For instance, one of our clients in the Recreational Tennis niche saw the best results when the emails were sent after 8:00 pm on Fridays. Why? Because they are getting ready to play some intensive tennis on the weekend.

Test out your sending day and time to find out what works best for your business.

Keep It Friendly

Avoid sending emails that sound like marketing. Your emails should sound friendly and warm to your readers. Write your emails as if you are writing a letter to your best friend.

Respect Mobile Devices

These days 81% of all emails are now opened and read on mobile devices. Your emails should be Mobile Responsive.

Mobile Responsive emails look good across all devices, including desktops, tablets, smartphones, and more. They adapt automatically based on screen size and show consistently across devices or platforms such as Gmail, Outlook, Yahoo Mail, and AOL

Email Marketing Rules and Guidelines

Email marketing is governed by certain laws and regulations outlined by the Federal Administration as well as other entities including state governments.

Email Marketing Rules and Guidelines

GDPR Compliance

The General Data Protection Regulation (GDPR) was introduced to protect individuals from data breaches and ensure they control how their personal information is used. You can learn more about GDPR compliance here.

CAN-SPAM Compliance

The CAN-SPAM Act was passed in 2003 to protect consumers from unwanted commercial emails. This act requires all businesses sending out mass mailings to include a valid physical address for each recipient. It allows businesses to send promotional emails unless recipients opt-out of receiving them.

CASL (Canadian Anti-Spam Law)

You need to get explicit consent from the person who receives the promotional email before sending them emails about new products or sales offers. Consumers usually need to click on websites’ boxes or send emails requesting authorization from organizations to receive their emails.
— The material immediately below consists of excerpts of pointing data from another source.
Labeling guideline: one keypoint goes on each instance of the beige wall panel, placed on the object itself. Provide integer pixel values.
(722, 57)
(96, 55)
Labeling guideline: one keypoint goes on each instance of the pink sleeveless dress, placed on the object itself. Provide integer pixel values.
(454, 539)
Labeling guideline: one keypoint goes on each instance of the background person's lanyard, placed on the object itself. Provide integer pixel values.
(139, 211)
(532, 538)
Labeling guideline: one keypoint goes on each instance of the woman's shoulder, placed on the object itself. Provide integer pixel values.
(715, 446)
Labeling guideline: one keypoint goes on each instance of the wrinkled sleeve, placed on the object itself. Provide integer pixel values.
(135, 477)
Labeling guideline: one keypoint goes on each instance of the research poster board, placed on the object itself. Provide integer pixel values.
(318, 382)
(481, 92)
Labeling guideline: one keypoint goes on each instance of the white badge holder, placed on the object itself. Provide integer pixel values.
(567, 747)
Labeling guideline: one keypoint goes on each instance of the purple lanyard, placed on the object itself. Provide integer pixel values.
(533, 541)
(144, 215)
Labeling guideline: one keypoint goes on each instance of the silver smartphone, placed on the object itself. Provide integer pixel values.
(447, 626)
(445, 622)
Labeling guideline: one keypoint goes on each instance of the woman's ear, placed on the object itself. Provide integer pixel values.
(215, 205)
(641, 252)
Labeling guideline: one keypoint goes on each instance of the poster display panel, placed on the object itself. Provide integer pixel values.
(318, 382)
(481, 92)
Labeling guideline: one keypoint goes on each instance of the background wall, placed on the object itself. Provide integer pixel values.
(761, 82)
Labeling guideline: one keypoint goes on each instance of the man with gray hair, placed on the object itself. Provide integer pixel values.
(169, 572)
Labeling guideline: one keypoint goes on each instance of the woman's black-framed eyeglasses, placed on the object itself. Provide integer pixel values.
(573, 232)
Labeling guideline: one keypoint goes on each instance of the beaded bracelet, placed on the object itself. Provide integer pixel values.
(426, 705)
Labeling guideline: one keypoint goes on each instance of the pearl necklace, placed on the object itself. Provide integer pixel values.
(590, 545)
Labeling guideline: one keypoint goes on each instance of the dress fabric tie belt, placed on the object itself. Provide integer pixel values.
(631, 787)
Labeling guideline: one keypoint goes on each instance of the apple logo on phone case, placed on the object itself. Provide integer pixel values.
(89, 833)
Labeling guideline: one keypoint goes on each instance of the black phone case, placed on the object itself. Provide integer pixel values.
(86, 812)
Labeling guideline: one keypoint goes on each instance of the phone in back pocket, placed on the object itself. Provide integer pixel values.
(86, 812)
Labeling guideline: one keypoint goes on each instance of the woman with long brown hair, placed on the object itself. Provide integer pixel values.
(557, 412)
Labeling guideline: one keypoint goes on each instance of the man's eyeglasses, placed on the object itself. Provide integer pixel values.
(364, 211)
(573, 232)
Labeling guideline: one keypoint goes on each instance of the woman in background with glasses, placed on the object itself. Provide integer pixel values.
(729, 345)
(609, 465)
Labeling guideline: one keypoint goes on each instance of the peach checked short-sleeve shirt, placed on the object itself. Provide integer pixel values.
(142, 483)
California Anti-Spam Regulations

Unsolicited commercial email advertisements are forbidden under California anti-spam law. If the user hasn’t explicitly consented to receive advertisements. Commercial email advertisements in California are also prohibited by law if they:

  • contain a domain name belonging to a third party without that third party’s consent.
  • Contain fabricated or misrepresented header information.
  • Having a subject line that one is aware of is likely to deceive a reasonable recipient.

FAQs About Email Marketing

Why should you segment your email list?

The key to successful email marketing is to send valuable and exciting emails to your subscribers.
Segmentation allows you to target specific groups of users based on their interests and behaviors. This helps you create highly relevant messages for each group, which increases open rates and click-throughs.

Does Email Marketing Still Work?

Yes, email marketing still works! The key is to create relevant messages that speak directly to your customers’ needs and interests. When done correctly, email marketing can be one of the best ways to boost customer loyalty and grow your revenue.